Infrastructure as Code: Provisioning Secure Shopify Clusters on Google Cloud Using Terraform
Terraform Project Structure for Shopify on GCP
A robust Infrastructure as Code (IaC) strategy is paramount for deploying and managing complex, scalable, and secure environments like a multi-cluster Shopify deployment on Google Cloud Platform (GCP). We’ll leverage Terraform for this, organizing our project to promote reusability, maintainability, and clear separation of concerns. This structure is designed for a production-grade setup, encompassing networking, security, compute, and database resources.

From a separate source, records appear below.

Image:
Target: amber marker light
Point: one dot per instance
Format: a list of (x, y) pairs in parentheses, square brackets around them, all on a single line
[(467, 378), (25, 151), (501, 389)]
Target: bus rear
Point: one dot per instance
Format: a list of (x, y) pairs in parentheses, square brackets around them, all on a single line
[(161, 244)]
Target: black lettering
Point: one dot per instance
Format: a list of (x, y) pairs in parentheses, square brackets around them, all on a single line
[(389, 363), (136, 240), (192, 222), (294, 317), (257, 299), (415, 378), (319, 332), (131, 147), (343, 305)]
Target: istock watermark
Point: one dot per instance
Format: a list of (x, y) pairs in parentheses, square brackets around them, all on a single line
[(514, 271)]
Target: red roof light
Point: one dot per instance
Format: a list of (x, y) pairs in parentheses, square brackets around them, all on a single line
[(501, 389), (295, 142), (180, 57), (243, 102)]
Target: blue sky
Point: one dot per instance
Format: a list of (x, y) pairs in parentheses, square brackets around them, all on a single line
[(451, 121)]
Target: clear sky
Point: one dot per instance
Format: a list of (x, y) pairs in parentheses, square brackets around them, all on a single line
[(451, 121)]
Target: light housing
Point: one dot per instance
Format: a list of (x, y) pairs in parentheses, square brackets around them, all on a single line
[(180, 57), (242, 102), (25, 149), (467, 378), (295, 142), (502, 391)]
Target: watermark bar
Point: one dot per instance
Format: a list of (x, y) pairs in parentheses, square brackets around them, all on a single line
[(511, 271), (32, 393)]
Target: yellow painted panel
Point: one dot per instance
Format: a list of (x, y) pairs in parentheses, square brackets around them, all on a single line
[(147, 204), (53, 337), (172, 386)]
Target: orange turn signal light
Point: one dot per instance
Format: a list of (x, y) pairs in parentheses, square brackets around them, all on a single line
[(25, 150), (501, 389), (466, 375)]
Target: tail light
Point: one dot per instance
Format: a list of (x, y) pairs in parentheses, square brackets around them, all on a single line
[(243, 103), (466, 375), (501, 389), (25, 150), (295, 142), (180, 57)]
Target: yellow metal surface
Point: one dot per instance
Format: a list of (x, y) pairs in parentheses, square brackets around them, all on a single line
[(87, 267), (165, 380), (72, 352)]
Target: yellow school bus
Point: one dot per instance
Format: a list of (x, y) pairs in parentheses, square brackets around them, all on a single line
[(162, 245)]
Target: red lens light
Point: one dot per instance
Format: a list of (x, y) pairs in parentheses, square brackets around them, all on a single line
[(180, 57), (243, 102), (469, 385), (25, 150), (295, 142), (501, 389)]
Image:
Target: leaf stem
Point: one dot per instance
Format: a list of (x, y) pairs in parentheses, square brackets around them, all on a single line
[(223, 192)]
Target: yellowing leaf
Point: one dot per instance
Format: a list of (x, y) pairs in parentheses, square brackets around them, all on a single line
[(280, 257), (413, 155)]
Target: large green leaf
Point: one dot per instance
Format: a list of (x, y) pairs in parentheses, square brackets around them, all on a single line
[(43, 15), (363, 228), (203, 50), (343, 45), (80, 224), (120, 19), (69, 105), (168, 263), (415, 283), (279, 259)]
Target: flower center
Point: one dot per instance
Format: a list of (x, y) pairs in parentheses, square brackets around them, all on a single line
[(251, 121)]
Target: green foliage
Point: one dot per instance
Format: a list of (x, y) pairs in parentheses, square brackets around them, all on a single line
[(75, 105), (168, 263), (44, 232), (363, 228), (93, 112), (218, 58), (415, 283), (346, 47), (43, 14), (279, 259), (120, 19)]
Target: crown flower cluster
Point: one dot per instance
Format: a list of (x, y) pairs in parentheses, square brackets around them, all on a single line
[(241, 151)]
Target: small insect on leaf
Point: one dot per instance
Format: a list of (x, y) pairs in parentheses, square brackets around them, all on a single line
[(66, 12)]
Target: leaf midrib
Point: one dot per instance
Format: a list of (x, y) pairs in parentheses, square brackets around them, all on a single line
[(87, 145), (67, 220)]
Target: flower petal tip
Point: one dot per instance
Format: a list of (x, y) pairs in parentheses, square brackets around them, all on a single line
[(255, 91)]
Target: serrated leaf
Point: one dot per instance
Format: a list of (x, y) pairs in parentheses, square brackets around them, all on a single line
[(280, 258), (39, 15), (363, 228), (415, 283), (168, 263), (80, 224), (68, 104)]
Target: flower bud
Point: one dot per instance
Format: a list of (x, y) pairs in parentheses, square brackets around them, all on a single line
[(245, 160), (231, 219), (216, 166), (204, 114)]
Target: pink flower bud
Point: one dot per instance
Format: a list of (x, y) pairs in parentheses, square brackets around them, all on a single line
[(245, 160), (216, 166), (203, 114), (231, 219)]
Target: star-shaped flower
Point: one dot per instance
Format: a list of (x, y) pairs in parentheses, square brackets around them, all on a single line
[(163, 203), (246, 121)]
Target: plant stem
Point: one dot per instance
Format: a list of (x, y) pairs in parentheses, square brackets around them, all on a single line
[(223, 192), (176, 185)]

Our root module will orchestrate the deployment of distinct environments (e.g., `dev`, `staging`, `prod`). Each environment will then be managed by its own set of Terraform modules, ensuring isolation and enabling granular control over resource provisioning.
Directory Layout
A common and effective directory structure for Terraform projects is as follows:
.(Root directory)main.tf: Root-level provider configurations and backend setup.variables.tf: Global input variables.outputs.tf: Global output values.README.md: Project overview and instructions.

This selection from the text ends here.